Look it up for your trip under multi City and note the rail fare. The rail portion of the fare will be stable since it isn't subject to yield management.
Wouldn't just looking up "for 2", write down the total, then look up "for 1" and subtract that total from the "for 2" give you the difference, aka rail fare?
 
I understand that I need to call Amtrak if I want to actually book an open sleeping car ticket. I prefer not take the time to call to just check the price online. Is it a correct assumption that an open sleeping car ticket is the same as a low bucket coach fare?
 
I understand that I need to call Amtrak if I want to actually book an open sleeping car ticket. I prefer not take the time to call to just check the price online. Is it a correct assumption that an open sleeping car ticket is the same as a low bucket coach fare?
Having no actual experience with that, I would tend to agree with your assumption.
 
You can book sleeper car tickets yourself online. I booked 3 separate legs, all in roomettes, all on one ticket, without ever calling Amtrak. I used Amtrak.com. The current price of the total ticket (fare and room) is shown as you search and then book.
 
I understand that I need to call Amtrak if I want to actually book an open sleeping car ticket. I prefer not take the time to call to just check the price online. Is it a correct assumption that an open sleeping car ticket is the same as a low bucket coach fare?

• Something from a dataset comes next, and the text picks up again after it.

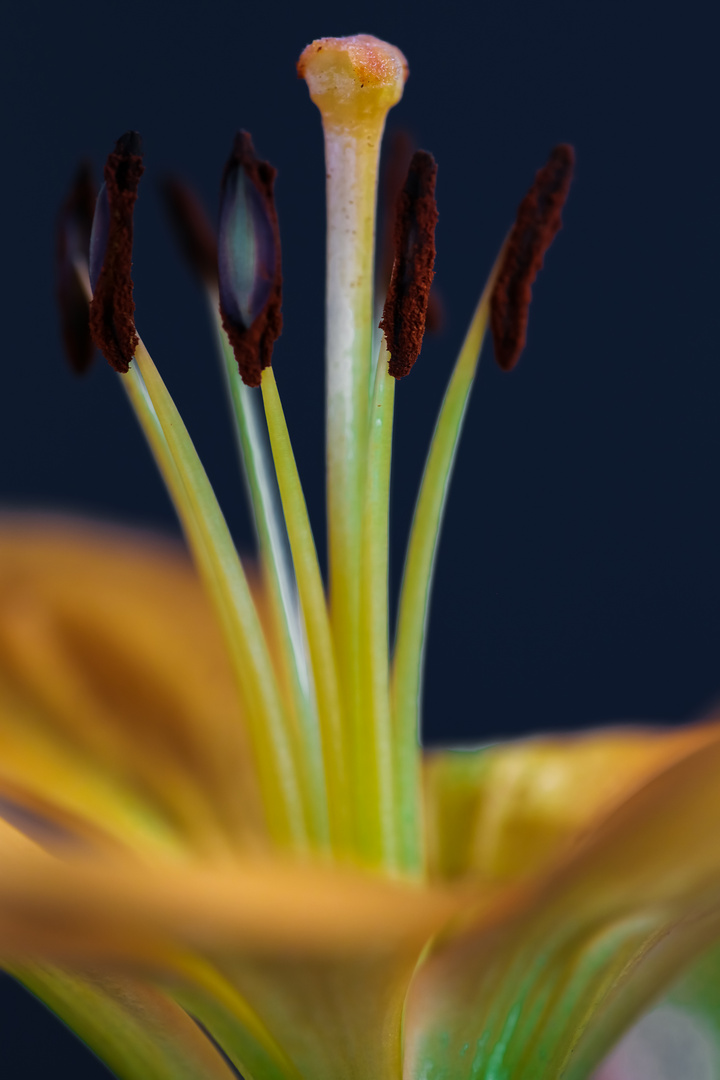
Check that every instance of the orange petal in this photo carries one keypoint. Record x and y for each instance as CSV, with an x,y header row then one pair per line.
x,y
116,696
503,812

Not anymore - it's second bucket if I remember correctly. Easiest way would be to do the search for one person and price out the roomette/bedroom, then run a second search with two people in one roomette/bedroom. The difference should be the same as the open sleeper ticket cost.
 
You can book sleeper car tickets yourself online. I booked 3 separate legs, all in roomettes, without ever calling Amtrak. I used Amtrak.com.
The OP is not asking about Sleeper tickets, but a special instrument called Open Sleeper Ticket which can be used to add a person to an already existing Sleeper ticket. Normally the cost of an Open Sleeper Ticket should be the Coach fare between the origin and destination. The question is Coach Fare of which bucket. It usually requires a call to an agent to set it up.

Not anymore - it's second bucket if I remember correctly. Easiest way would be to do the search for one person and price out the roomette/bedroom, then run a second search with two people in one roomette/bedroom. The difference should be the same as the open sleeper ticket cost.

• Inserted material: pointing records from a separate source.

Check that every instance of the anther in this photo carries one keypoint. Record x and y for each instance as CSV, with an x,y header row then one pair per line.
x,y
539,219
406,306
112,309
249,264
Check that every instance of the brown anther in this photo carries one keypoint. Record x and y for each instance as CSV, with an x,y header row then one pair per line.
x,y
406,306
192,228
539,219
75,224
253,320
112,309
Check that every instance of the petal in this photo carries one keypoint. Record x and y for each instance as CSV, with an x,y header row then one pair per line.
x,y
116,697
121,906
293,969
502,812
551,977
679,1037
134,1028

That is my understanding too.
 
Thank you. I did a mock booking and was able to determine the fare. There are three levels of coach fares. A non-refundable fare, a mid-tier fare with some restrictions, and then the highest refundable fare. I am thinking the middle coach fare would work.
 
Hope this doesn't confuse the issue, but there are actually 6 possible different coach fares if the Saver fare is included, as shown below in the left hand column for the Empire Builder:
EB Fares Aug 2021.jpg
In this case, the coach fare that's included with the fares for the sleepers is $245>, but the words used in describing it can vary and Amtrak customarily only displays three of them to choose from.

And I don't know if this fare is the cost of the Open Sleeper Ticket the OP is asking about.
 
And I don't know if this fare is the cost of the Open Sleeper Ticket the OP is asking about.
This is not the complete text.